As atividades deverão ser interrompidas nesta quarta-feira (25) prosseguindo até sábado (28).
Desde a semana passada, a mobilização já vinha impactando o agendamento para emissão e renovação de passaportes em 23 estados, incluindo Rio de Janeiro e São Paulo, e o atendimento a colecionadores de armas, atiradores desportivos e caçadores (CACs). A medida já afeta 90% dos inquéritos da PF, segundo a entidade. A ampliação das paralisações poderá provocar reflexos em operações policiais em breve.
A ADPF afirma que a medida não vale para investigações que envolvam pessoas com foro privilegiado – como o caso Master, o escândalo do INSS e a Operação Overclean – ou que abarquem crimes contra crianças, adolescentes e idosos ou com o objetivo de atacar e matar pessoas.

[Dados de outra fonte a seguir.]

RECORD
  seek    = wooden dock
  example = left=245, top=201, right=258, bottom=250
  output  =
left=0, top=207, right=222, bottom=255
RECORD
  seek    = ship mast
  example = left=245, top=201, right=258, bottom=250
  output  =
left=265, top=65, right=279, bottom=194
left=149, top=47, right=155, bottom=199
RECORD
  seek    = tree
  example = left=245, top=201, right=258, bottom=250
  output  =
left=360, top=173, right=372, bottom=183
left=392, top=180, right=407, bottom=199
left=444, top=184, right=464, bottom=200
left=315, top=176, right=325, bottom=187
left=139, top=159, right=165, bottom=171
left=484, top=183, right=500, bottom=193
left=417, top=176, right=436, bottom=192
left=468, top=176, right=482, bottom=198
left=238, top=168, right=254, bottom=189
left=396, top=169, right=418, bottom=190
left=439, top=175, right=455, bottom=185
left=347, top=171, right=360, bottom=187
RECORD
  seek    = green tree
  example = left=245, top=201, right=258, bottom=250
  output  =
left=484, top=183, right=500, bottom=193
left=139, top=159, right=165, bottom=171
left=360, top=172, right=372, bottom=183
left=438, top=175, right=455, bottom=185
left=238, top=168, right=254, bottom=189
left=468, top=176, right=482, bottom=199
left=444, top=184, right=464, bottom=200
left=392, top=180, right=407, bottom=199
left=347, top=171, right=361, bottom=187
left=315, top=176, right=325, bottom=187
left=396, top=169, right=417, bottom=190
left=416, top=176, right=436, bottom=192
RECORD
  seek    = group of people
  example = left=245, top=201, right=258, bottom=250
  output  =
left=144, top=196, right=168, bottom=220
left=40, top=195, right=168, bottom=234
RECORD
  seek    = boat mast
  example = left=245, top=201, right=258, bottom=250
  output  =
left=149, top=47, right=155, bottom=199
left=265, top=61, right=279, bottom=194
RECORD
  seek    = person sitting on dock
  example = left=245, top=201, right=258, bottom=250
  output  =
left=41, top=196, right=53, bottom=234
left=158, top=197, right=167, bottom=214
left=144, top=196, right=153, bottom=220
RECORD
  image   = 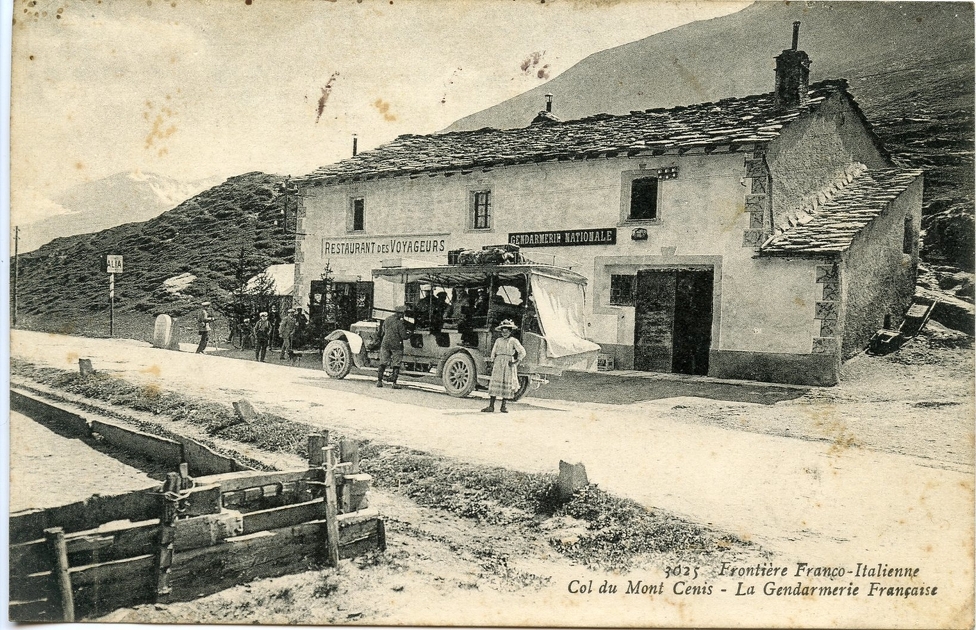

A criação do Fundo Nacional de Combate às Organizações Criminosas (Funcoc) foi prometida pelo então ministro da Justiça, Ricardo Lewandowski, durante uma visita à Superintendência da PF em Brasília em 17 de novembro do ano passado, data em que se comemora o policial federal.
Lewandowski, porém, se demitiu em janeiro, e o compromisso não foi cumprido até o momento pelo governo Lula. A proposta, segundo a entidade, seria estabelecer o Funcoc por meio de uma medida provisória e, na sequência, aprovar sua criação por meio de legislação no Congresso.